In vivo proof‐of‐concept of the efficacy and safety of Mo₁₅₄Gel on C57BL/6J mice with B16.OVA melanoma. a) Representative IR thermal images of the mice after injection with PBS, Mo₁₅₄Gel, and Mo₁₅₄GelDOX upon NIR irradiation (0.8 W cm⁻²) after 10 min. b) Body and tumor temperature of the mice injected with PBS, Mo₁₅₄Gel, and Mo₁₅₄GelDOX upon 10 min of NIR irradiation (0.8 W cm⁻²). The results were plotted as mean ± standard deviation (N = 7). The statistical test was performed by one‐way ANOVA. c) Hematoxylin and eosin (H&E) staining of tumors after the termination of the animal study. The representative images of PBS, Mo₁₅₄Gel, and Mo₁₅₄GelDOX + Laser groups are shown from left to right. Scale bar, 100 µm. d) Tumor growth curve and e) bodyweight of mice treated with PBS, Mo₁₅₄Gel, Mo₁₅₄Gel, and subsequent laser irradiation (0.8 W cm⁻², 10 min), DOX‐loaded Mo₁₅₄Gel and DOX‐loaded Mo₁₅₄Gel followed by laser irradiation (0.8 W cm⁻², 10 min). Results are expressed as mean ± standard error of the mean (N = 7). The statistical test was performed by two‐way ANOVA followed by Tukey's post‐test. ¤ p < 0.0001, # p = 0.053, § p < 0.0001, † p < 0.001, compared with Mo₁₅₄GelDOX + Laser group. The other p values of all comparison groups are listed in Table S1, Supporting Information.

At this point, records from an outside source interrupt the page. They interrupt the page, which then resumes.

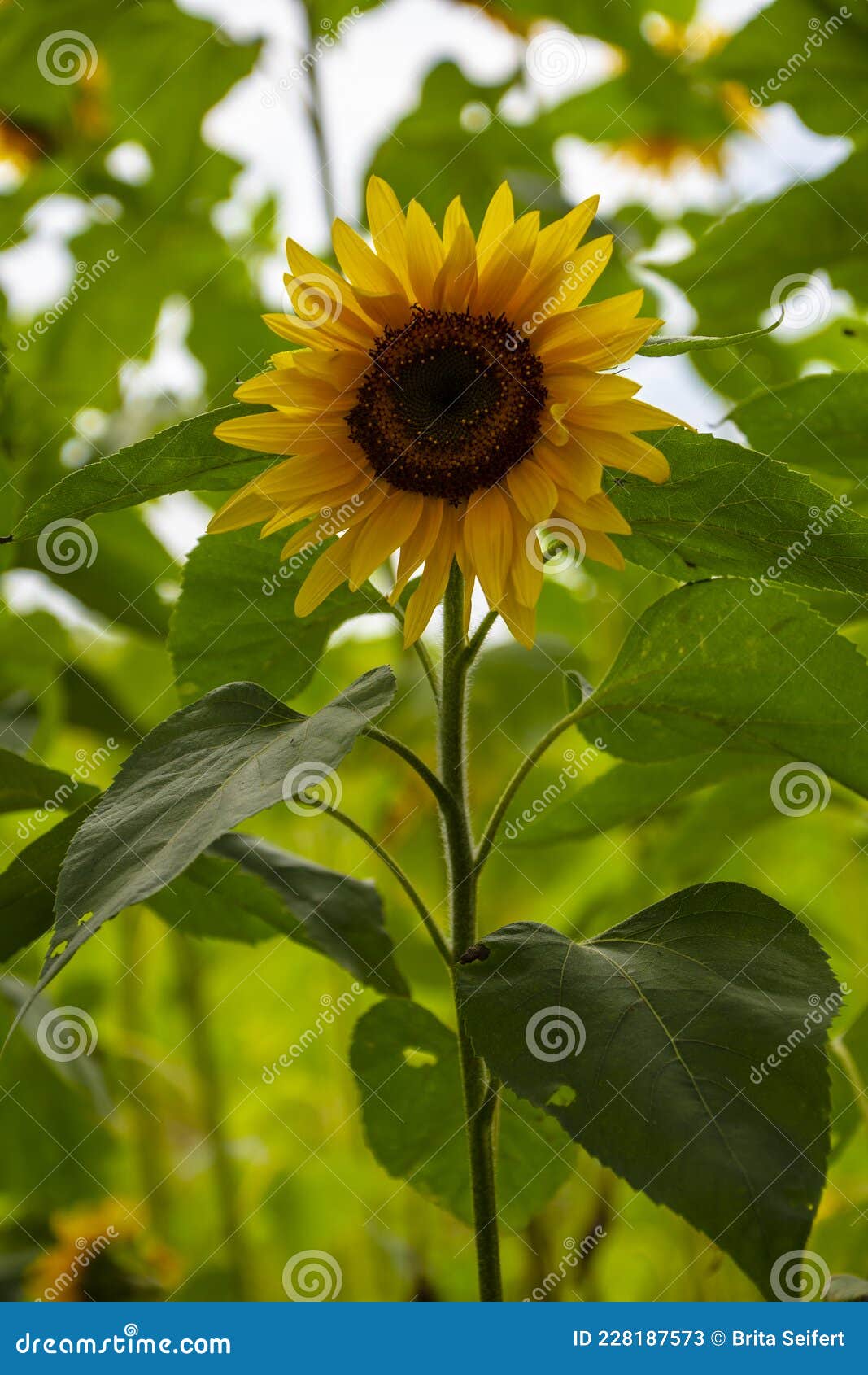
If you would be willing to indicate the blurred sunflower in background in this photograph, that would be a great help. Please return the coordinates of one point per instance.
(99, 1253)
(447, 402)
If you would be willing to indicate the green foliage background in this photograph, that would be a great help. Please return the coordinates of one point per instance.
(242, 1166)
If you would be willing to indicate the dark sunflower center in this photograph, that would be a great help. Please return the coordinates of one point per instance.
(450, 404)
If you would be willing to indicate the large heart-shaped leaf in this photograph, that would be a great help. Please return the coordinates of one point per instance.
(236, 616)
(770, 251)
(406, 1066)
(630, 793)
(728, 510)
(29, 883)
(656, 1045)
(183, 456)
(818, 422)
(195, 776)
(334, 914)
(713, 666)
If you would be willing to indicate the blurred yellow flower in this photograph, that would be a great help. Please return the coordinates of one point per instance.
(447, 402)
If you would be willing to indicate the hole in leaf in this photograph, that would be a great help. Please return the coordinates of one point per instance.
(416, 1058)
(561, 1098)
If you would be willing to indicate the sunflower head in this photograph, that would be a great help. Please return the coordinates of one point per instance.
(101, 1253)
(449, 396)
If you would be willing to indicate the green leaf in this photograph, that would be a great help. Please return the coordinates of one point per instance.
(824, 50)
(236, 616)
(194, 777)
(185, 456)
(334, 914)
(846, 1289)
(818, 422)
(454, 143)
(662, 347)
(849, 1074)
(406, 1066)
(29, 883)
(29, 787)
(772, 249)
(649, 1045)
(713, 666)
(631, 793)
(730, 510)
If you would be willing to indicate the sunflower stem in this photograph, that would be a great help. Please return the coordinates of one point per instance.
(479, 635)
(479, 1088)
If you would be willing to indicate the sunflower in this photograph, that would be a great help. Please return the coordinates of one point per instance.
(99, 1251)
(449, 400)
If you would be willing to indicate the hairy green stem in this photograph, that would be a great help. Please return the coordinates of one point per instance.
(428, 922)
(515, 783)
(479, 1091)
(427, 775)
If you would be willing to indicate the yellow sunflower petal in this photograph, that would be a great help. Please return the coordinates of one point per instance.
(487, 530)
(526, 564)
(508, 264)
(360, 264)
(531, 490)
(416, 549)
(569, 338)
(625, 452)
(273, 432)
(435, 576)
(456, 283)
(571, 466)
(559, 239)
(334, 520)
(388, 229)
(382, 534)
(456, 217)
(289, 386)
(326, 575)
(498, 219)
(596, 512)
(627, 416)
(424, 253)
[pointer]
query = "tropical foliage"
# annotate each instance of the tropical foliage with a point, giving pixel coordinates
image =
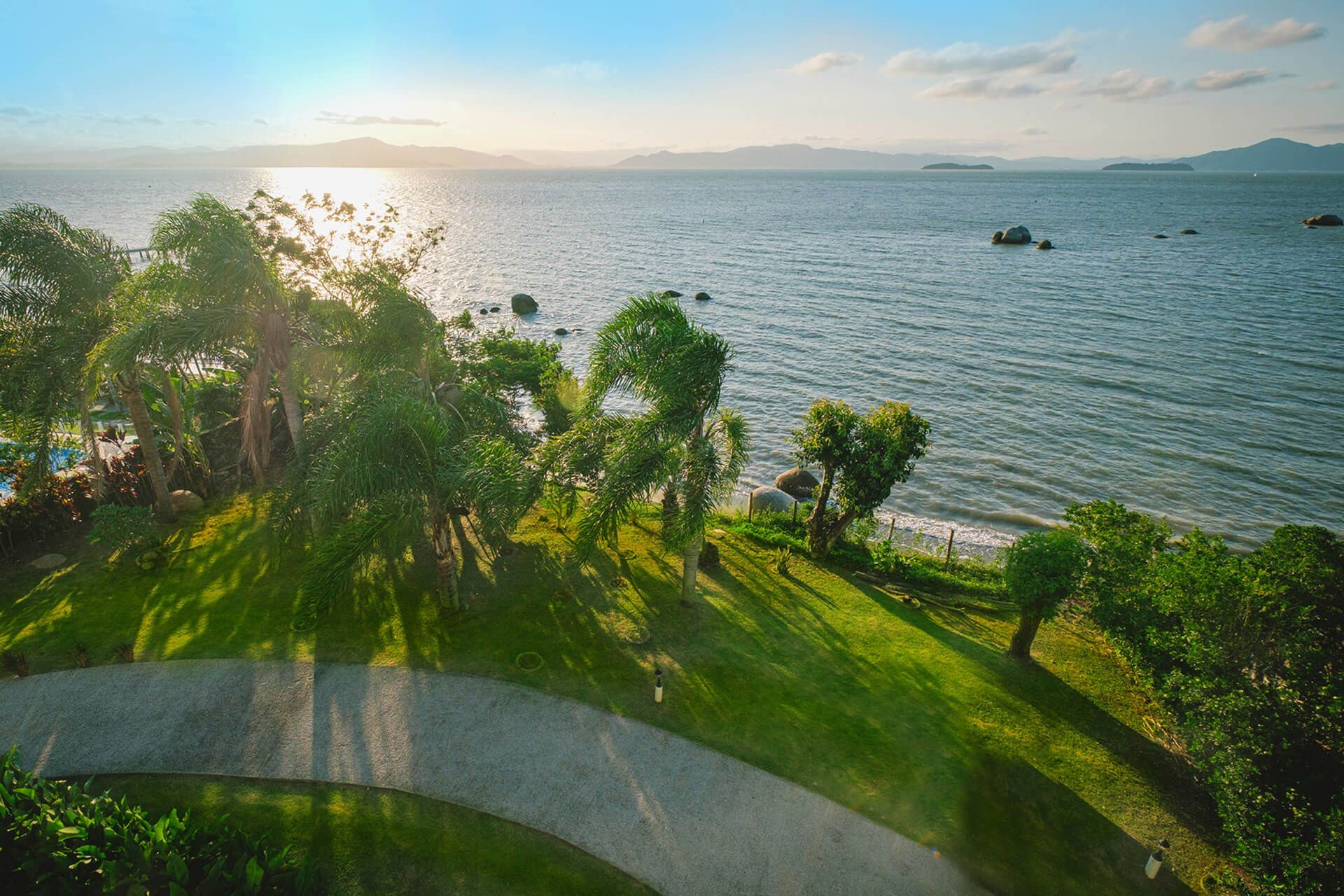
(59, 837)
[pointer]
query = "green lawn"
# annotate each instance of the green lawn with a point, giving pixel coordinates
(385, 843)
(1035, 780)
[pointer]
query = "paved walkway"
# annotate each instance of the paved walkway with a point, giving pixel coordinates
(668, 812)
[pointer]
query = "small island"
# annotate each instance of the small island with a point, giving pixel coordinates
(1144, 166)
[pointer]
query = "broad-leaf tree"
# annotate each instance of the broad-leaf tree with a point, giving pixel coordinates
(55, 281)
(862, 456)
(679, 440)
(1042, 570)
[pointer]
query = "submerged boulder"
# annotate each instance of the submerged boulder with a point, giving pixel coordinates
(185, 501)
(797, 482)
(771, 498)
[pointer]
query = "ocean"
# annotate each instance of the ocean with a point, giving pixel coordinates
(1198, 378)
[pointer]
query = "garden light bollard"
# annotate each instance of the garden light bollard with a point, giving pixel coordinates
(1155, 859)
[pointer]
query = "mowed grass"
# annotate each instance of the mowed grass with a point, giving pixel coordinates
(384, 843)
(1035, 780)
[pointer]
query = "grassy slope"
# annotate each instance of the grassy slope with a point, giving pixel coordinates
(1035, 780)
(379, 841)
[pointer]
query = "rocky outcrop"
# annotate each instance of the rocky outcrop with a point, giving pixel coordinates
(772, 500)
(185, 501)
(797, 482)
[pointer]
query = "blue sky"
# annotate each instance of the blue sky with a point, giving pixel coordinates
(1085, 78)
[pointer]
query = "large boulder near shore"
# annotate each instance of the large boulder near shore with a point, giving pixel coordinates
(185, 501)
(797, 482)
(771, 498)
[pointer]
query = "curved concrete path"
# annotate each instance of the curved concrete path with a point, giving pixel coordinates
(663, 809)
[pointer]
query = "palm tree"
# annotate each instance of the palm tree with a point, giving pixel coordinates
(682, 441)
(230, 296)
(385, 468)
(54, 309)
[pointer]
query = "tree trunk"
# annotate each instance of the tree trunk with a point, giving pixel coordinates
(97, 469)
(289, 397)
(1022, 638)
(445, 562)
(179, 441)
(128, 384)
(690, 566)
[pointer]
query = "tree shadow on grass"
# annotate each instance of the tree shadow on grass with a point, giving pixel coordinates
(1012, 818)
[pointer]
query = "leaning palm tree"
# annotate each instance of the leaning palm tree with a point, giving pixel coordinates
(232, 298)
(386, 468)
(682, 441)
(54, 286)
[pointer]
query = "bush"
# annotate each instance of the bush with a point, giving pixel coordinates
(57, 837)
(122, 528)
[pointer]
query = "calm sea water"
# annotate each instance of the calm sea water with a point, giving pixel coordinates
(1198, 377)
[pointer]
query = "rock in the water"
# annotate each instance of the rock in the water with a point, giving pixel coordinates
(772, 498)
(49, 562)
(185, 501)
(797, 482)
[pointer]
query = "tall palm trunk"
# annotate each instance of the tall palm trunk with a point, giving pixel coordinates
(97, 469)
(128, 384)
(289, 397)
(445, 561)
(179, 441)
(690, 566)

Then we characterized the tumor volume increase in all the treatment groups. The tumor growth curves of different formulations are shown in Figure 5d and Figure S8, Supporting Information. The tumor growth profile in mice treated with Mo₁₅₄Gel was similar to the one treated with PBS, suggesting that {Mo₁₅₄} itself or any other component in the hydrogel had no effects on tumor progression. The mice in the group of chemotherapy only (Mo₁₅₄GelDOX) showed slower tumor growth compared with the PBS‐treated group due to the tumor inhibition effect from DOX. The mice receiving PTT only (Mo₁₅₄Gel + Laser) showed significant tumor inhibition right after the treatment (p < 0.05 compared with PBS, Mo₁₅₄Gel and Mo₁₅₄GelDOX groups at Day 6, 8, and 10). However, after 1 week, half of the treated mice in Mo₁₅₄Gel + Laser group showed tumor recurrence (Figure S8, Supporting Information). Importantly, the final formulation, Mo₁₅₄GelDOX + Laser, showed the lowest tumor volume among all groups during the entire study period compared with PBS, Mo₁₅₄Gel and Mo₁₅₄GelDOX. The combined chemo‐photothermal therapy showed better efficacy in controlling the tumor growth when compared to each single therapy, with complete tumor eradication in five mice. This is possibly achieved by hyperthermia‐induced tumor ablation and the removal of residual surviving cancer cells by chemotherapy.^[ ¹⁷ ^]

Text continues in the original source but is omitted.